A. Recap of Key Points:

  1. Python Basics: Python is a high-level, versatile programming language known for its simplicity, readability, and vast ecosystem of libraries and frameworks.
  2. Core Concepts: Understanding Python’s syntax, data types, control structures, functions, and handling exceptions is crucial for effective programming.
  3. Popular Libraries: Libraries like NumPy, Pandas, Matplotlib, etc., offer specialized functionalities for data manipulation, scientific computing, visualization, and more.
  4. Project Ideas: Simple projects, such as to-do lists, calculators, web scrapers, etc., provide practical experience and reinforce learning.
  5. Real-world Applications: Python’s applications span diverse fields like web development, data science, machine learning, scientific computing, automation, IoT, and more.

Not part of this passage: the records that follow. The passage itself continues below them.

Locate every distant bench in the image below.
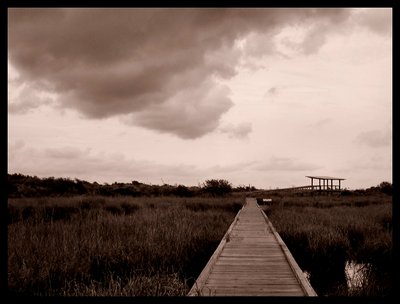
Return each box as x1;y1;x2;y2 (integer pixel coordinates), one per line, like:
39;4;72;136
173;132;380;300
257;198;272;205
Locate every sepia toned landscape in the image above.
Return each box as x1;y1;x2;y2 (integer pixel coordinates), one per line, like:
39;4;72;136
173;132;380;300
8;8;392;297
7;174;392;296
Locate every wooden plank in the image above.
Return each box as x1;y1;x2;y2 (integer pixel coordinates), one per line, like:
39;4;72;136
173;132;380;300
215;259;290;263
210;270;296;274
188;197;317;297
216;257;288;262
200;287;304;295
203;287;304;293
187;201;245;296
258;203;317;296
212;262;292;266
207;278;300;282
217;257;288;262
206;281;302;286
208;274;300;277
207;277;301;283
204;284;304;290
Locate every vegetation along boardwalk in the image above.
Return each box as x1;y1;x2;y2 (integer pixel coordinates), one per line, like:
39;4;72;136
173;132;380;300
188;198;317;296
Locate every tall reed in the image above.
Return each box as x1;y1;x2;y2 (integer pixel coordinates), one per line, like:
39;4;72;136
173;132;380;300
8;196;243;296
261;194;392;296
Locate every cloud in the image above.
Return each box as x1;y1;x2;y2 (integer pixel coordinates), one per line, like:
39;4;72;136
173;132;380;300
264;86;279;103
8;8;355;138
8;143;257;185
255;156;321;171
44;146;90;159
219;122;252;139
339;153;392;174
9;144;202;184
300;24;332;55
355;129;391;148
242;31;279;57
308;118;332;128
123;80;233;139
209;161;259;173
239;58;268;71
9;140;25;151
276;12;352;55
272;8;391;56
8;140;25;163
266;87;278;95
8;80;54;114
353;8;392;36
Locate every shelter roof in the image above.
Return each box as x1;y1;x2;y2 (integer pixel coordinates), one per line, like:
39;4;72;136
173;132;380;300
306;175;346;180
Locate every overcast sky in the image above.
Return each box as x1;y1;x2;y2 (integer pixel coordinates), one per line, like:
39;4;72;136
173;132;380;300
8;8;392;189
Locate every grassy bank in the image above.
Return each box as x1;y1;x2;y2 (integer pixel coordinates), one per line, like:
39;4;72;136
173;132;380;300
8;196;243;296
259;194;392;296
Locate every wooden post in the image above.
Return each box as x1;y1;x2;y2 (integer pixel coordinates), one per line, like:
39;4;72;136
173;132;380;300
339;180;341;190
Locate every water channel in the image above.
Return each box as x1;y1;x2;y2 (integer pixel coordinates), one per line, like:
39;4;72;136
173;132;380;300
303;260;390;296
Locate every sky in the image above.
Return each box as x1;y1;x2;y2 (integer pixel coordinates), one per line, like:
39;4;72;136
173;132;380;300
8;8;392;190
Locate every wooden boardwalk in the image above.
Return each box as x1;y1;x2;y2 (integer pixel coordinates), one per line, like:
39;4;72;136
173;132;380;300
188;198;317;296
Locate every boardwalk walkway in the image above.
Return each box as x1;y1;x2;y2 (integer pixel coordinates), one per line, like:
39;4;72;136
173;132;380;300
188;198;316;296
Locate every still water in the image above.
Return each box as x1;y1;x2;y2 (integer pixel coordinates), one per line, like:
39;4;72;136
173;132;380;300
303;260;369;296
345;260;369;290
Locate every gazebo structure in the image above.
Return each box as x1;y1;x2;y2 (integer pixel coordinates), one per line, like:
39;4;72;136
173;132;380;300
305;176;345;191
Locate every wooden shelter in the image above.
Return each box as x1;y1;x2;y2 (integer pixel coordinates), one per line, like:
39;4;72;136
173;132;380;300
305;176;345;191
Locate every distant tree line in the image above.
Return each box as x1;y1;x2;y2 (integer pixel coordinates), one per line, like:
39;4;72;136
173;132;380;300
7;174;258;198
335;181;392;196
9;173;390;198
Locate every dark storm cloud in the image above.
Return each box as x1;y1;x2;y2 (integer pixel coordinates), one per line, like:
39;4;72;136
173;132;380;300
8;8;352;138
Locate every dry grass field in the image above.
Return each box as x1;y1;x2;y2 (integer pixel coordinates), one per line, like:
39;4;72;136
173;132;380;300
8;196;243;296
8;190;392;296
259;193;392;296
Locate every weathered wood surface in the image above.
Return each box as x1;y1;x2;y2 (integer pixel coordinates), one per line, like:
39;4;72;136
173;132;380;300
188;197;317;296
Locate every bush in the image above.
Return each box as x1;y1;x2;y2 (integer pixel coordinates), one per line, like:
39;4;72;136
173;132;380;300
378;182;392;195
202;179;232;196
173;185;193;197
340;190;352;196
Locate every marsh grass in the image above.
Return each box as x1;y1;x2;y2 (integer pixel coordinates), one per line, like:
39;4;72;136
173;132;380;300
260;194;392;296
8;196;243;296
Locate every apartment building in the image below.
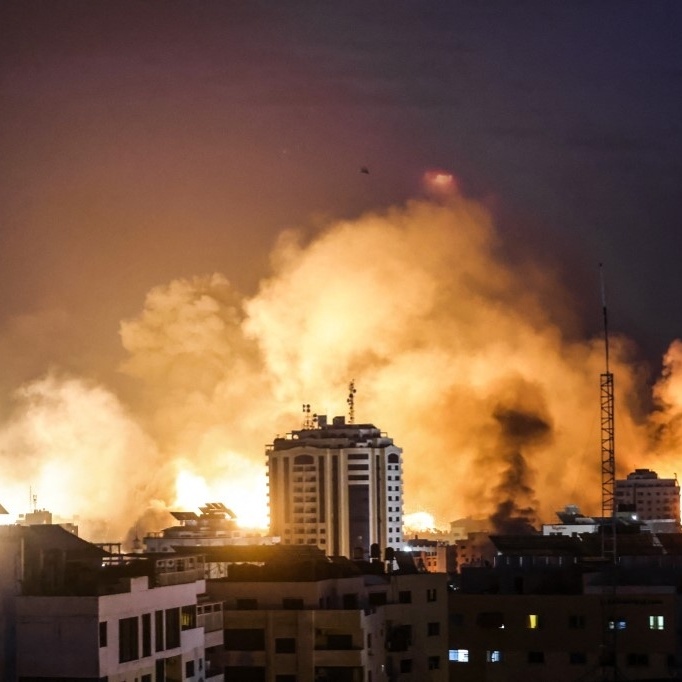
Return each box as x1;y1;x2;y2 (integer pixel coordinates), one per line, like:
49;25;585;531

B. Encouragement for Further Exploration:

  1. Continuous Learning: Python’s versatility and vast ecosystem offer endless opportunities for learning and growth.
  2. Practice and Projects: Build upon your knowledge by working on more complex projects, contributing to open-source, and experimenting with different libraries and domains.
  3. Community Engagement: Engage with the Python community through forums, meetups, conferences, and online platforms to learn, share experiences, and collaborate.
  4. Stay Curious: Python evolves continuously, and exploring new libraries, updates, or trends keeps your skills up-to-date and opens doors to new possibilities.
  5. Persistence: Embrace challenges as learning opportunities. Persistence and dedication in learning Python will yield rewarding results in the long run.

C. Final Thoughts:

Python is an exceptional programming language renowned for its simplicity, readability, and versatility. Its applications span across numerous fields, from web development to scientific computing, data analysis, machine learning, and beyond. Whether you’re a beginner starting your programming journey or an experienced developer seeking new avenues, Python offers a rich ecosystem and a supportive community to aid your exploration and growth.